I thought system dependencies are either installed with the run-time or should be packaged automatically? It seems like in this case neither are true?
I tried to drag and drop the lvsound2.dll from the dependencies tab into the main project...while it did let me do that, when I try to config the build, it won't let me add it to "always include". A warning displays "The selected file is not saved."
I next tried to add it manually from my LV2018/resource folder and that worked and was able to get it to compile and included in the "data" folder of my application. However, this still prompted the same issue with the pop up searching for the dll when I start the exe...which makes sense since this version of the lvsound2.dll is not actually called by anyone according to the project, only the one in the dependency tab is.
Is there a way to get lvsound2.dll to work properly with my application?
Regards,
Mike
02-05-2024 10:42 PM
Alright, so messing around a bit more I found two paths out of this:
Note: In both cases, you need to add the lvsound2.dll independently from your "../Labview20xx/resource" directory
Path 1: Add lvsound2.dll to the root directory where the exe resides
Path 2: Use an installer and add lvsound2.dll to the run-time folder
Restriction on path 2 is that you will not be able to use future versions of lv runtime, so if you wanted to have some clean installation or bugfixes and just use the latest greatest Run time to run all applications compiled with older versions of LV, you won't be able to do that here because the LV you are compiling you with doesn't know that other run-times exists besides the version you are on.

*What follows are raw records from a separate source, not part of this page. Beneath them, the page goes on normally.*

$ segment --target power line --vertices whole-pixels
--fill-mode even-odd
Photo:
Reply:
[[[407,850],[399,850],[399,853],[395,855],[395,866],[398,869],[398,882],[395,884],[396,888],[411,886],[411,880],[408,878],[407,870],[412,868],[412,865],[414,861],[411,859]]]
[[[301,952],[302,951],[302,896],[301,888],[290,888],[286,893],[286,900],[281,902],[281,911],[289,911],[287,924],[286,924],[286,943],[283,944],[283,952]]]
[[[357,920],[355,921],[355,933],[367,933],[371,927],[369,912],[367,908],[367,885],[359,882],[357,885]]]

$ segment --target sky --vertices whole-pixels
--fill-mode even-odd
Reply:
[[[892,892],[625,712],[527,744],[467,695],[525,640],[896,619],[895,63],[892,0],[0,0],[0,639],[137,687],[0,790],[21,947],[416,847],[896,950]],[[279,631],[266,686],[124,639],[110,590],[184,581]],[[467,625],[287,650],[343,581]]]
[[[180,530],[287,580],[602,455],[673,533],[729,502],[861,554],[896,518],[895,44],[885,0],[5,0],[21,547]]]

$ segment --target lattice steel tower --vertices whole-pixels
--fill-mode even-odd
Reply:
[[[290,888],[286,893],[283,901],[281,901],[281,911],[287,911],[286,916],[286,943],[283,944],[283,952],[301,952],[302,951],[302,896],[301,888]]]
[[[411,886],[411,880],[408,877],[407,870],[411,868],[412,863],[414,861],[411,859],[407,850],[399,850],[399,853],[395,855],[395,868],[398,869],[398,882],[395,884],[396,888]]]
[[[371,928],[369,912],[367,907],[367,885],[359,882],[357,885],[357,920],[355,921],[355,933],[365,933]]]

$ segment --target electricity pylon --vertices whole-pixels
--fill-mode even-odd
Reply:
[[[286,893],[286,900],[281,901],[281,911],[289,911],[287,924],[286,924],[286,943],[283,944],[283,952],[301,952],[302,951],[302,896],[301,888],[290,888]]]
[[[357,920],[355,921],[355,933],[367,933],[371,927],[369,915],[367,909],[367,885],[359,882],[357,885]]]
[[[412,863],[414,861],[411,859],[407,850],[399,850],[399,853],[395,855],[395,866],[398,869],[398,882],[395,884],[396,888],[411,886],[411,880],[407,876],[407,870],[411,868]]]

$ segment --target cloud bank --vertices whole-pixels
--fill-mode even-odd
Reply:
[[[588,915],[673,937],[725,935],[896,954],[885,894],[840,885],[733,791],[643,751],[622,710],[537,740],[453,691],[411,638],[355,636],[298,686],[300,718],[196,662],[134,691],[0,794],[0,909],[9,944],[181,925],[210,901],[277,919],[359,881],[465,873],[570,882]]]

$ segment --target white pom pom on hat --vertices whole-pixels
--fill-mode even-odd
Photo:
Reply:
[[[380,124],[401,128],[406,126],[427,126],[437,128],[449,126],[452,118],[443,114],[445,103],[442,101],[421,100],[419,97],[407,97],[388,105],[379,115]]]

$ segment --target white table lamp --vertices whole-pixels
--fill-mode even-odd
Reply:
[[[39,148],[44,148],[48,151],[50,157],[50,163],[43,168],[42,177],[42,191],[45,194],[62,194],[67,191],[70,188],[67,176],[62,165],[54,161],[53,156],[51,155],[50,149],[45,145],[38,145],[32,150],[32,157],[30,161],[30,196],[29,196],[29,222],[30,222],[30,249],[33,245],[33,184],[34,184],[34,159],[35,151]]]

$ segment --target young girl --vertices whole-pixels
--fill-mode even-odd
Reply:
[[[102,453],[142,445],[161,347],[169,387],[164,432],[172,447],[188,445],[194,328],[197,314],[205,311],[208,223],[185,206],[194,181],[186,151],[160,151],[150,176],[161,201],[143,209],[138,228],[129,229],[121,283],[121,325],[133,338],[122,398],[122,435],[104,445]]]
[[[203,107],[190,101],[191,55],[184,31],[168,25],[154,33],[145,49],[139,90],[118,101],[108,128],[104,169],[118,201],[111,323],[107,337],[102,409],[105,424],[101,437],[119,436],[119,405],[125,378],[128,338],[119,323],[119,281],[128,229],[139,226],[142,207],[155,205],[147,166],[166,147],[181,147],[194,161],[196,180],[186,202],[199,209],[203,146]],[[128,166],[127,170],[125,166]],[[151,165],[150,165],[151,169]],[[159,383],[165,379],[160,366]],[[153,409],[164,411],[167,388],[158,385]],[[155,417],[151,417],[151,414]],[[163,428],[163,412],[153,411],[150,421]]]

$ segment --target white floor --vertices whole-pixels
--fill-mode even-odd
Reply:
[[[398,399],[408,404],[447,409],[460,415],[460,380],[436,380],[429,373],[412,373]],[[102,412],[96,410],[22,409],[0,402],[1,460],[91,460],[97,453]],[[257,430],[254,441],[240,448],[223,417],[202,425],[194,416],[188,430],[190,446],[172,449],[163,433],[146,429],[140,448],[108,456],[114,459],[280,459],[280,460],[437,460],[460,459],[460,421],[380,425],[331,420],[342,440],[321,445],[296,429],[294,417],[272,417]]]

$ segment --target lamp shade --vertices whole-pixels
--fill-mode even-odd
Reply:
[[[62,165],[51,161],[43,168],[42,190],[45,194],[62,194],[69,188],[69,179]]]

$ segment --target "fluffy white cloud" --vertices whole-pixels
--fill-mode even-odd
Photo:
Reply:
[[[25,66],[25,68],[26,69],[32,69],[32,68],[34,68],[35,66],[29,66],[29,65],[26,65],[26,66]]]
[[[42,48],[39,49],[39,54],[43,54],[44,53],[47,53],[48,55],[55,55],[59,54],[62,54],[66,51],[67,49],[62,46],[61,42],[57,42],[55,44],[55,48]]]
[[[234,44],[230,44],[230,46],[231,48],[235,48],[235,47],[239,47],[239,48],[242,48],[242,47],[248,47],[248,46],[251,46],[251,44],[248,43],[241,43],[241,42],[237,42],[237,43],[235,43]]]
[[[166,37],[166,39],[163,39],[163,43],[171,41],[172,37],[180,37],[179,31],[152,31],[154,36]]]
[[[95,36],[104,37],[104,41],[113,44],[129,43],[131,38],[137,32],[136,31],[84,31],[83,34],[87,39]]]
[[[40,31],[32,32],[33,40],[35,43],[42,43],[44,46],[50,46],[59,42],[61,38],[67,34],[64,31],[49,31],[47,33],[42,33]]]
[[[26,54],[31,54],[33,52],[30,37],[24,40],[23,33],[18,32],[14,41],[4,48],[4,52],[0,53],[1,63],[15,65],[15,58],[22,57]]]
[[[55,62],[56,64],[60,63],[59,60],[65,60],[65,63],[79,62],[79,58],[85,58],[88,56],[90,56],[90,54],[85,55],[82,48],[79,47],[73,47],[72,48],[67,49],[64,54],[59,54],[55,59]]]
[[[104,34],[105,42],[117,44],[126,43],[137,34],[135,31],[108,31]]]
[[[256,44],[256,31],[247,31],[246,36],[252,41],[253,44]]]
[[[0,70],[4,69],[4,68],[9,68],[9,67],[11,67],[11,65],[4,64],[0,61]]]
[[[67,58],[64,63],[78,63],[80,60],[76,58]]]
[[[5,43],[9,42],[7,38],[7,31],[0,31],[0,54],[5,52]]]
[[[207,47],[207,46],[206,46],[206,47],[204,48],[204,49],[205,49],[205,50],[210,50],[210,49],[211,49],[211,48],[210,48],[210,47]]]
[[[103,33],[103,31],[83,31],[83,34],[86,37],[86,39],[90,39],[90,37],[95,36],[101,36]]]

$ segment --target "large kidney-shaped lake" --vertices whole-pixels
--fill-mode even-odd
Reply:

If anyone else has any other solutions, I would love to hear it. Personally, I would go with solution 1, but I'd rather keep the dll with other dependencies in the /data/ folder instead of the root install directory.
Regards,
Mike
02-06-2024 04:30 PM - edited 02-06-2024 04:31 PM
@Mikejj wrote:
If anyone else has any other solutions, I would love to hear it. Personally, I would go with solution 1, but I'd rather keep the dll with other dependencies in the /data/ folder instead of the root install directory.
Regards,Mike
Mike,
Congratulations on finding a solution yourself. Note you can mark your just-previous Post as the "Solution", or maybe try out a suggestion of mine (next paragraph) and, if it works and you like it, mark your "improved" version as the Solution.
You said you'd rather keep the dll with the other dependencies in the /data/ folder. So go ahead and put it there. When you want to use it in Development mode, you know where to find it -- in the Project Folder in a top-level folder called "Data". A while ago, I wrote a little VI for myself called "Data Folder" that would find the location of the folder \Data, assuming it was a top-level folder in the Project and also was left in its default "top-level folder" in the Executable.
This works by assuming you are either in "Development Mode", with Application Kind being "Development System", in which case you use the "Application Directory" (one of the File Constants in the File I/O Palette), or you are in "Run Time System" (i.e. running an Executable), in which case you use the "Application Directory" which, magically, now is wherever your Build Executable is living! The default "Development System" Case is simply the "Not a Path" constant, which is used by the second Case Statement (the one you can't see here) to simply return "Not a Path", otherwise it returns the path of the Data sub-folder, creating it if necessary (the Green Vi is "Create Dir if Non-Existent", from the OpenG File Palette). Note that you only will need this in Development Mode if you haven't put a \Data folder as a top-level folder in your Project folder.